FUEL FROM CHICKEN FEATHERS?
If we go by the stats, every year 11 billion pounds of poultry industry waste accumulates annually, because we have gigantic appetite for poultry products. They can’t be stuffed into pillows. Mostly they are utilized as low-grade animal feed. Scientists in Nevada have created a new and environmentally friendly process for developing biodiesel fuel from ‘chicken feather meal’. Professor Manoranjan ‘Mano’ Misra and his team members at the University of Nevadadiscovered that chicken feather meal consists of processed chicken feathers, blood, and innards. Prof. Misra has been honored as the 2010 Regents’ Researcher by the Nevada System of Higher Education Board of Regents.
Chicken feather meal is processed at high temperatures with steam. This feather meal is used as animal feed and also as fertilizer. Chicken feather meal has high percentage of protein and nitrogen. The researchers have paid attention to the 12% fat content of the chicken feather meal. They have arrived at the conclusion that feather meal has potential as an alternative, non-food feedstock for the production of biofuel. They have extracted fat from chicken feather meal using boiling water and processing it into biodiesel. Another advantage of extracting fat from feather meal is it provides both a higher-grade animal feed and a better nitrogen source for fertilizer applications.
Stats tell us that if we take into account the amount of feather meal generated by the poultry industry each year, researchers could produce 153 million gallons of biodiesel annually in the U.S. and 593 million gallons worldwide.
Prof. Misra is the director of the University of Nevada, Reno’s Renewable Energy Centre. He has published 183 technical papers in the areas of materials, nanotechnology and environmental and mineral process engineering until now. He also has 10 patents published and another 12 are pending. He has secured over $25 million dollars in grant funding.
Other research is going on regarding chicken feather meal. It contains stronger and more absorbent keratin fiber than wood. Professor Richard P. Wool of the chemical engineering department of the University of Delaware, is trying to carbonized chicken feathers. This type of chicken feather bears a resemblance to highly versatile (and tiny) carbon nanotubes. This chicken feather can be utilized to store hydrogen for fuel-cell vehicles.

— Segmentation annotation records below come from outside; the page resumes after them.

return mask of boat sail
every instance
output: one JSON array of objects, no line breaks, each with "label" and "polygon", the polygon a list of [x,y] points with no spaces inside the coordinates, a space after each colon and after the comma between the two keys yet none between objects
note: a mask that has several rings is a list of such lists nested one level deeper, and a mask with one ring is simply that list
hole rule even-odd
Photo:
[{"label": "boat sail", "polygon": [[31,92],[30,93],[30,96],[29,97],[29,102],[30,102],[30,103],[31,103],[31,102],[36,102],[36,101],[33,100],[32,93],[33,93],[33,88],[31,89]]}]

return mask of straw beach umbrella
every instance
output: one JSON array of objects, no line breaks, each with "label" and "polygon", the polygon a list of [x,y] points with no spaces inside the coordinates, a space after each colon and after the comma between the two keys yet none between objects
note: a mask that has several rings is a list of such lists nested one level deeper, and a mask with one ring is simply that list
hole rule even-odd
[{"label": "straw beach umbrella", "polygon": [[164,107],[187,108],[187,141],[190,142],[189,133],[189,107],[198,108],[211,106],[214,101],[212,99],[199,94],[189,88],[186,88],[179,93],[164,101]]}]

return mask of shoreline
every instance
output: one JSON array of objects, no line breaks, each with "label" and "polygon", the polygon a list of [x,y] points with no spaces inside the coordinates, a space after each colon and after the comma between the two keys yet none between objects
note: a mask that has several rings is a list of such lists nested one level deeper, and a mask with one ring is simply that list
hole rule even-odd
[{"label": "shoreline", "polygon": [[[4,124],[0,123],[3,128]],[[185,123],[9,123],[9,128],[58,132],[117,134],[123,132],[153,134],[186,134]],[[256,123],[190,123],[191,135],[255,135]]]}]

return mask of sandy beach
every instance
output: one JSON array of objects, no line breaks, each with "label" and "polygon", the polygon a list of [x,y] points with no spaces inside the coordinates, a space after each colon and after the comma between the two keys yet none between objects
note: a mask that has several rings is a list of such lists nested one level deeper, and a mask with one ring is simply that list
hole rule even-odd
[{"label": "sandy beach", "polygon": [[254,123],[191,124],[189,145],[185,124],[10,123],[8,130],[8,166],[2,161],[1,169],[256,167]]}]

If we visualize carefully we can see that very tiny natural sponges of chicken feathers have a big weight advantage over metal hydride storage.
Wool’s graduate student Erman Senöz in the project explained that they applied the pyrolysis process. During this process a very high heat without combustion in the absence of oxygen is applied. This yields fibers “that are micro-porous, very thin and hollow inside like carbon nanotubes. They start forming at 350 degrees Centigrade, and above 500 C they collapse. We’re trying to find the perfect temperature.”
Another advantage of this process is there won’t be lack of chicken-feed, because the fiber is taken from the central quill part. It leaves the fluffy feathers available to force-feed livestock. Feather fiber is quite cheap, and the “gas tank” equivalent would cost around $200.